Regras para pena de morte
Pena de morte também está prevista a esses crimes, mas para situações específicas. “Ela costuma ser aplicada em casos de homicídio praticados em função ou como continuidade ao tráfico de drogas”, explica Dieter. A advogada e professora de direito internacional da USP Maristela Basso explica que as acusações contra Maduro não incluem homicídio ou crimes capitais que, segundo ela, autorizariam pena de morte. “Crimes de narcotráfico e armas por si só não geram pena capital nos EUA.”
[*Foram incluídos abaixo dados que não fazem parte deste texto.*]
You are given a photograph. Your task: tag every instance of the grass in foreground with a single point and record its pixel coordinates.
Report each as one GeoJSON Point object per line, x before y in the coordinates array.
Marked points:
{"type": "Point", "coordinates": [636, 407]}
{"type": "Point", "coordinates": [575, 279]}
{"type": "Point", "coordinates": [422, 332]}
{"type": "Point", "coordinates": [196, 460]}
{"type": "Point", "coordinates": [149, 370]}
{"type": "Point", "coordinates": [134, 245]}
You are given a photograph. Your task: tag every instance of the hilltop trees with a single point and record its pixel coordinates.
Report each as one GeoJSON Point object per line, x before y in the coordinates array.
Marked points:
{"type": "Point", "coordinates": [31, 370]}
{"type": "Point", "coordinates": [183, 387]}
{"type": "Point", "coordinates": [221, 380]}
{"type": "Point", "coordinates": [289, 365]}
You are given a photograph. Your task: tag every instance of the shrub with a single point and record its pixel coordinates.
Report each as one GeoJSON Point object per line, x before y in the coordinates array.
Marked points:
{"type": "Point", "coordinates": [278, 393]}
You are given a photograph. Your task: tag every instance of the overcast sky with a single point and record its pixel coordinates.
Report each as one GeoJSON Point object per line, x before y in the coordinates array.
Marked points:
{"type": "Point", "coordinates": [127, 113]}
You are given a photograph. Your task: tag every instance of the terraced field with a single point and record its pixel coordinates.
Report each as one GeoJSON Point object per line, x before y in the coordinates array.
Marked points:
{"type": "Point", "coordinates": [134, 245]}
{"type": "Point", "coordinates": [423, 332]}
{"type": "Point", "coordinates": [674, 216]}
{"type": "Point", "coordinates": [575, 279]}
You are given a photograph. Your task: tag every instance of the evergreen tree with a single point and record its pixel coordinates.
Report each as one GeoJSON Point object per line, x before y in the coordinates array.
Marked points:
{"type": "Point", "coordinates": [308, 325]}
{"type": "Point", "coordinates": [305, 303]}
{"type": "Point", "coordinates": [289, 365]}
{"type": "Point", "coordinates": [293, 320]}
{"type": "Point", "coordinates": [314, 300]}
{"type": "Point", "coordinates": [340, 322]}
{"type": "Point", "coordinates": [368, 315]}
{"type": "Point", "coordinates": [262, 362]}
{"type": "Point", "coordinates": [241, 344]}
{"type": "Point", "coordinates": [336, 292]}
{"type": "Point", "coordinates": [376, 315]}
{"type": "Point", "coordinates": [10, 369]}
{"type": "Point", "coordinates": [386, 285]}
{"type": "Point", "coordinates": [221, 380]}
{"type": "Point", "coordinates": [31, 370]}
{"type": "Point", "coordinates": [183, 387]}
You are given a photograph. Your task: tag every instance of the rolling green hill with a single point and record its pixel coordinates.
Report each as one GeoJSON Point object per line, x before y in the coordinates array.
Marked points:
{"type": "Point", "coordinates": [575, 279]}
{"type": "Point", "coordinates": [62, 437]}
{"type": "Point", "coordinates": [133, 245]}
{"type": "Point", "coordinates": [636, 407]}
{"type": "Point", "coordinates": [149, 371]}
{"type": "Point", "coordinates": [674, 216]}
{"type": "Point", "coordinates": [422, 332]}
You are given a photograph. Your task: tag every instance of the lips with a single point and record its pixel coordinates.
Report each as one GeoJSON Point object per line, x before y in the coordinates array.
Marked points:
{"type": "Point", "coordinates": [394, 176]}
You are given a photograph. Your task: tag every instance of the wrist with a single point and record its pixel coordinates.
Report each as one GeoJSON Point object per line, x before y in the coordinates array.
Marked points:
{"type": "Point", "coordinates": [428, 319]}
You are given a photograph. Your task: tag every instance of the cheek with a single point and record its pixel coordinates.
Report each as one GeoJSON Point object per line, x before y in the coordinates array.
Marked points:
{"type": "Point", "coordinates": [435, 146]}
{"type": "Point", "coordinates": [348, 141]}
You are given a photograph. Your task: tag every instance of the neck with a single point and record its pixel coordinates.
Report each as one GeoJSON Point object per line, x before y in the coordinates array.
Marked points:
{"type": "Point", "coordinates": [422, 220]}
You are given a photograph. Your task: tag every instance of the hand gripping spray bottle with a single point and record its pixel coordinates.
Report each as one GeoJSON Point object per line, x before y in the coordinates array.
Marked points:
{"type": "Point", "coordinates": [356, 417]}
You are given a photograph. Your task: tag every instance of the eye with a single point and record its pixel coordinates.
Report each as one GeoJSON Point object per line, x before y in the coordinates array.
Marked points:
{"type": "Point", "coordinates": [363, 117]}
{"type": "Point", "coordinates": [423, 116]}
Advogados de Maduro vão apresentar pedidos preliminares antes de ir ao mérito do julgamento, explica Maristela. Segundo a advogada, a defesa pode questionar a legitimidade jurídica da ação, argumentando que Maduro tem imunidade como chefe de Estado em exercício, a competência do tribunal e a forma como foi feita a captura e a custódia, a suficiência das provas e a validade das ações para a produção de provas.
Há dificuldade em analisar crimes imputados a Maduro, analisa Dieter. Segundo o professor, não se conhecem as evidências concretas que embasariam as acusações. “Boa parte do que será utilizado é produto de espionagem”, diz ele.